Automation of the glycerolization of red blood cells with the high-separation bowl in the Haemonetics ACP 215 instrument

Abstract

Background: The FDA has approved a closed-system red blood cell (RBC) glycerolization procedure with the ACP 215 (Haemonetics), which requires a centrifuge to prepare RBCs before and after glycerolization. In the study reported here, the Haemonetics high-separation bowl was evaluated in an attempt to automate these two concentration steps.

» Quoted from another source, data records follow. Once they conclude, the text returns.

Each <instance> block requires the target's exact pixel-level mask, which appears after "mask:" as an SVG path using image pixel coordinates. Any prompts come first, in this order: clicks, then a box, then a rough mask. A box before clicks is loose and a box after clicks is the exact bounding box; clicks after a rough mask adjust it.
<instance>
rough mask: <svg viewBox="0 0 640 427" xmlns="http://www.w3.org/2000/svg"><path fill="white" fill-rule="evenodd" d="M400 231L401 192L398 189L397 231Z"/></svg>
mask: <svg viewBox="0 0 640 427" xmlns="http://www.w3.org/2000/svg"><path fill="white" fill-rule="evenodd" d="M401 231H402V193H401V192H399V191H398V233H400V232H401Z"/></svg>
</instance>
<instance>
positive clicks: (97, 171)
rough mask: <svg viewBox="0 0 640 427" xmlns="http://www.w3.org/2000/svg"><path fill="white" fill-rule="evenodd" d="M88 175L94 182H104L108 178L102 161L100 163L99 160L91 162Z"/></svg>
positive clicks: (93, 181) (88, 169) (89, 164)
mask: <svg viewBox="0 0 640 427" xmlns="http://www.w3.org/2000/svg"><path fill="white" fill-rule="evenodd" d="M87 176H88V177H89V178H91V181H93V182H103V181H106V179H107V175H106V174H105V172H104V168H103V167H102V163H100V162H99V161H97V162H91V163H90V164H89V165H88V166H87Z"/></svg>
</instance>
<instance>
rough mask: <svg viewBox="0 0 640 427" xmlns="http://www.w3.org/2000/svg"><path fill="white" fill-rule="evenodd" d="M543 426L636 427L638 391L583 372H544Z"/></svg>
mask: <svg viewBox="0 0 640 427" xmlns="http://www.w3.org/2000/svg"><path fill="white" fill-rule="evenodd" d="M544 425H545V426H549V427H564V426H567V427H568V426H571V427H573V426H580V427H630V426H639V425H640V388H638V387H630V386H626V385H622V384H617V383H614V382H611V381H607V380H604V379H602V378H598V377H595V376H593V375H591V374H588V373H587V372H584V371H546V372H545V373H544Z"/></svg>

Study design and methods: Ten units of nonleukoreduced citrate phosphate dextrose (CPD)-anticoagulated whole blood were stored at 4 degrees C for 2 to 6 days before glycerolization and freezing as nonrejuvenated RBCs. Twenty-five units of nonleukoreduced CPD whole blood were stored at 4 degrees C for 2 to 8 days and then biochemically treated with a solution containing pyruvate, inosine, phosphate, and adenine (PIPA) before glycerolization and freezing as indated-rejuvenated RBC. Twenty units of leukoreduced CPD and AS-1 RBCs were stored at 4 degrees C for a mean of 48 days and treated with PIPA solution before glycerolization and freezing as outdated-rejuvenated RBCs. The glycerolized RBCs were frozen for at least 2 weeks at -80 degrees C, deglycerolized in the Haemonetics ACP 215 with the 325-mL bowl, and stored in AS-3 at 4 degrees C for 21 days.

Results: It took approximately 50 minutes to glycerolize the nonrejuvenated and rejuvenated RBCs. After freezing, deglycerolization, and postwash storage at 4 degrees C in AS-3 for 2 weeks, the quality was similar to that of RBCs processed by the current FDA-approved method.

Conclusion: Processing time and need for technical expertise were significantly reduced with the completely automated functionally closed glycerolization procedure with the high-separation bowl in the Haemonetics ACP 215 instrument.